Very little remains of the infrastructure and buildings from the line. The impressive station is still extant at Shipley and the former station building at Thackley is now a private residence. The station building at Shipley has been in use as a business premises since the line's closure and is clearly visible from the A657 road and from the Midland station in the town centre. The station building at Eccleshill has been demolished, likewise the one at Idle which has disappeared under a road scheme. The station site at Shipley has been earmarked for development into apartments, which would mean the former station building being demolished. Architecturally, the building is the last of the three similar style stations on the line (the other two being Eccleshill & Idle) and is not a listed building.

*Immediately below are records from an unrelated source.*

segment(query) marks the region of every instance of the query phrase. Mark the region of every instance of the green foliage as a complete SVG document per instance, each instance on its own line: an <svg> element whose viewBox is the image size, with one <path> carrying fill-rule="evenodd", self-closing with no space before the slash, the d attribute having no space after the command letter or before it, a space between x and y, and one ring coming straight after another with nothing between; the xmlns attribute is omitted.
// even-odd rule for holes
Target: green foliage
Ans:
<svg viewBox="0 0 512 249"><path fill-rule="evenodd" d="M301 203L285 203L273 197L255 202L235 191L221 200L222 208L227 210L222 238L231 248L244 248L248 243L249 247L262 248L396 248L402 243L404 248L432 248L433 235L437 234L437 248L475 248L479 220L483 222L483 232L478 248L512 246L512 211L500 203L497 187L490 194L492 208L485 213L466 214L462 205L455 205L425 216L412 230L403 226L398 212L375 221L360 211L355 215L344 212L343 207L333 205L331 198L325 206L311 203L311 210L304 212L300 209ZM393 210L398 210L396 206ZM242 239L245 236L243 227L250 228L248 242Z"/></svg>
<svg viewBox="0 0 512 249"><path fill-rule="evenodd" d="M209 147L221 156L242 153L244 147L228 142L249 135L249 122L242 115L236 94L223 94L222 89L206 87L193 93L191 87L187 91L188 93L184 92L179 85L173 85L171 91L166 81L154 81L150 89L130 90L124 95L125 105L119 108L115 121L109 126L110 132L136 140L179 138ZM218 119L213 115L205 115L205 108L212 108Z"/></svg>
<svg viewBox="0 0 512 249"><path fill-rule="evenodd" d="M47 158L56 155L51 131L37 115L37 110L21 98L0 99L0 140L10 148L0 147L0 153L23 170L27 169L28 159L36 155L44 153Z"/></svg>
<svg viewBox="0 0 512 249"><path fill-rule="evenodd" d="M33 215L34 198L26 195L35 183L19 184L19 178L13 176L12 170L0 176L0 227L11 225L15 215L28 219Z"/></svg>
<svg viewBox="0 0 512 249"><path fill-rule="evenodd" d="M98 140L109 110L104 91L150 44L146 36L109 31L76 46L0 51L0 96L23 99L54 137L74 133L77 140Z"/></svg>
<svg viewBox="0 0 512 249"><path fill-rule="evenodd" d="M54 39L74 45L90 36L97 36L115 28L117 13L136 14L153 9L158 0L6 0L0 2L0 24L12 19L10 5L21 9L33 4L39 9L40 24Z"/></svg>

The iron and glass canopies that stood over the platforms at Shipley Windhill and Eccleshill stations, were used to protect a filling station in Bradford from the elements. The building works to remove the items and transfer them to site on Otley Road was complete by October 1933.

The steep 1 in 50 gradient up from Shipley to Thackley can be observed when passing on a train through the Aire Valley. The gradient is to the west of the present Airedale line between Shipley and Leeds. Most of the trackbed from Idle to Laisterdyke has been built on, but its course can be traced on maps and aerial imagery.

Mark Neale, a Bradfordian author of works on railways around Bradford, has suggested that the section between Shipley Windhill and Thackley could become a cycle way or footpath much like the Great Northern Trail on another GNR line from Bradford to Halifax and Keighley. The trackbed between Shipley and Thackley is used as an unofficial footpath by local people.